Isolation and Group Insanity
Isolation breeds incestuous decision-making unrelated to the facts on the ground, moral standards, or the needs of allies (all necessities in a complex and networked world). Since an isolated leadership team doesn't pay heed to the external reference environment, its decisions increasingly totter towards what looks like group insanity.
That is why this is so disturbing: Under pressure, Bush assembled a team of former foreign policy decision makers. On the face of it, this was a good sign of health. Unfortunately, it was a stunt. The meeting was less than hour long and was consumed by 40 minutes of presentations TO the assembled team. Bush only spent 5-10 minutes in two-way discussion. Amazing.
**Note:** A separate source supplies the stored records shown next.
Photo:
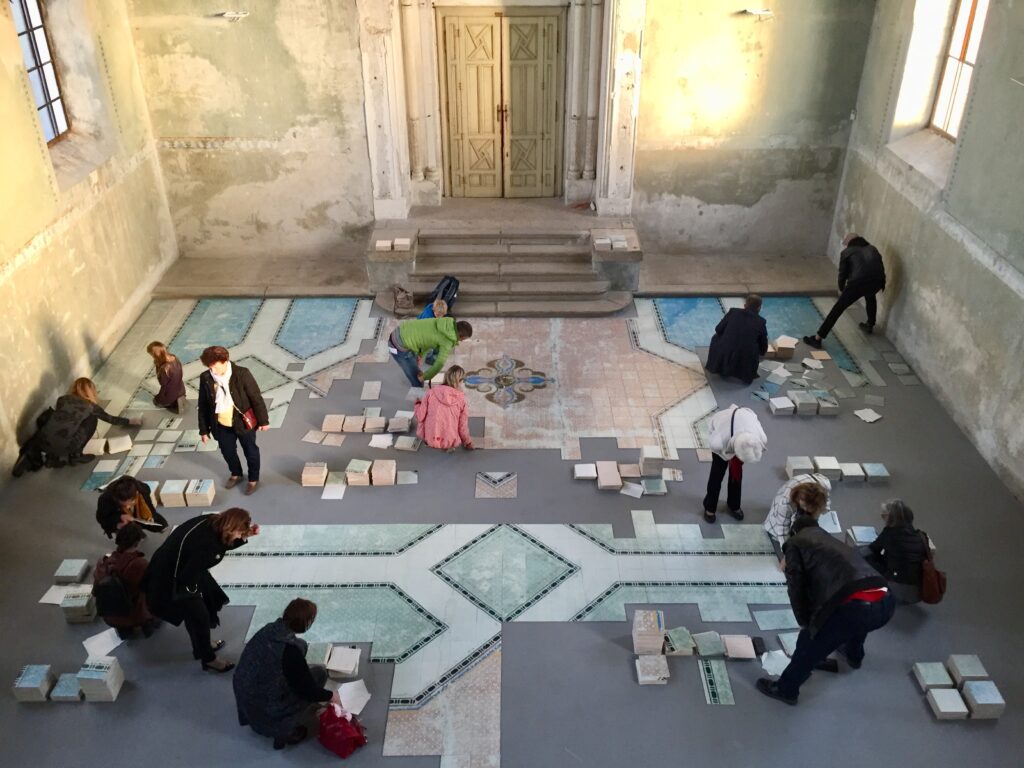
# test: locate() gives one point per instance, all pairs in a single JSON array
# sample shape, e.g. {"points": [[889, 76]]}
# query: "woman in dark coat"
{"points": [[899, 551], [739, 341], [178, 585], [129, 565], [62, 436], [227, 395], [170, 376], [273, 684], [125, 501]]}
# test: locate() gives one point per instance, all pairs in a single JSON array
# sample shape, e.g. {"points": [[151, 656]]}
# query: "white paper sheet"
{"points": [[353, 696], [102, 644]]}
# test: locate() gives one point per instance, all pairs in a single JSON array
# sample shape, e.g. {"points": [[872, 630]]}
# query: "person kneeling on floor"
{"points": [[441, 417], [837, 597], [273, 684]]}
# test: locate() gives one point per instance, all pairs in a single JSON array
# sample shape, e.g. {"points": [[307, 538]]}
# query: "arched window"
{"points": [[961, 56], [29, 24]]}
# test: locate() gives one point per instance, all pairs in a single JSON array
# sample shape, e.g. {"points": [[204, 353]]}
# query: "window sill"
{"points": [[78, 155], [928, 153]]}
We are in deep and ongoing trouble. This isolated team will continue to make decisions in a vacuum. Errors will compound errors. External pressure will mount until there is a crisis. In this crisis, the positive feedback from non-cooperative centers of gravity will overwhelm the inherent stability of the system and chaos will rule. The system will either right itself or continue to spin off in an uncontrolled manner.
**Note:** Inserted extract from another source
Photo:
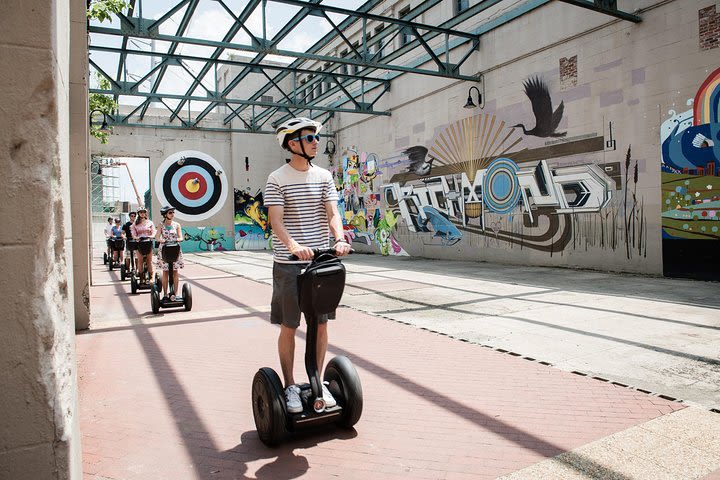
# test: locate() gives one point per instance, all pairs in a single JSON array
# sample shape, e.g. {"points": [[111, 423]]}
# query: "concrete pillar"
{"points": [[39, 427], [79, 161]]}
A natural corrective is an election cycle, although the mid-terms may not be enough to dampen the disruption emanating from current feedback loops. It may even worsen things by increasing the power of non-cooperative centers of gravity vs. the isolated leadership team. Additionally, external shocks such as an additional attacks on the US by al Qaeda could cause this unstable system to spin out of control and stay in a chaotic state for an extended period of time.
We live in interesting times.
This does not surprise me. But to me the question is this: Was this a staged event to make it look as if the administration were reaching out or was it an attempt to get former key foreign policy players to comply with the adminstration's intentions - say, an attack on Iran - by cajoling or corecion? A look at those presentations would answer much.
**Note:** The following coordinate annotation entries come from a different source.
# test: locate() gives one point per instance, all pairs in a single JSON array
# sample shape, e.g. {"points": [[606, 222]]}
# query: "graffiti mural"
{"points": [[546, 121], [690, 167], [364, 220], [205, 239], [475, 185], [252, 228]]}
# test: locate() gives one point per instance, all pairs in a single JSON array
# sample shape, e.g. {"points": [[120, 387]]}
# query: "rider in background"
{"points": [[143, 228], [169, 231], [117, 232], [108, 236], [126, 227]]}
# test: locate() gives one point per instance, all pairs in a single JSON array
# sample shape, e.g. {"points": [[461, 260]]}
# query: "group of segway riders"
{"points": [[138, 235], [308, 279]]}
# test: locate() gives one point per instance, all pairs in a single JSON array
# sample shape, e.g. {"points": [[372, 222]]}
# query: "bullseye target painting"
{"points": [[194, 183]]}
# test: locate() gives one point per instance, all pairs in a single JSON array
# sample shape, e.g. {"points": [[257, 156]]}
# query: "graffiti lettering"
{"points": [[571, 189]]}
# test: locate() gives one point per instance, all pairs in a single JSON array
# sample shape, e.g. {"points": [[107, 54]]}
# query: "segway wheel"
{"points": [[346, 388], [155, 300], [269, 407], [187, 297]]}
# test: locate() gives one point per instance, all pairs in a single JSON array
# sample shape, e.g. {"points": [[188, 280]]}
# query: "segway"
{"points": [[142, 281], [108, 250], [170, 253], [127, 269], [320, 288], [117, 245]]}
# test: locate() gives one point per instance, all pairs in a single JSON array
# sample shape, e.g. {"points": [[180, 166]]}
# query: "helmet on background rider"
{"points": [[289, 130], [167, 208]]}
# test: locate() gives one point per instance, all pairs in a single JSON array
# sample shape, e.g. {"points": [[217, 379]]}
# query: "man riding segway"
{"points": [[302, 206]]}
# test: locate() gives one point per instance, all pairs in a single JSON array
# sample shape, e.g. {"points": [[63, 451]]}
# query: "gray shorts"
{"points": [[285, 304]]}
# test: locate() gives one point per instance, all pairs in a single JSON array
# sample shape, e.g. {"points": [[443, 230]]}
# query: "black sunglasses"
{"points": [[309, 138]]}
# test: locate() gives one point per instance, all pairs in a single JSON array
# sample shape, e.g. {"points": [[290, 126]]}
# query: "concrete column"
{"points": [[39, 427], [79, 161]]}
Posted by: dimbulb | January 08, 2006 at 06:03 AM
"Since an isolated leadership team doesn't pay heed to the external reference environment, its decisions increasingly totter towards what looks like group insanity." Institutional autism! Swallow two Patriot Act amendments and call me in the morning.
Posted by: sfenerule | January 08, 2006 at 03:56 PM
another disturbing trend which tracks the same problem is the inability of the american government's heterogeneic systems to effect change. it seems that somehow the systems designed to form a broad consensus ruling party have completely failed. instead the country is left with a narrow interested ruling elite (whichever lever it may pull on election day).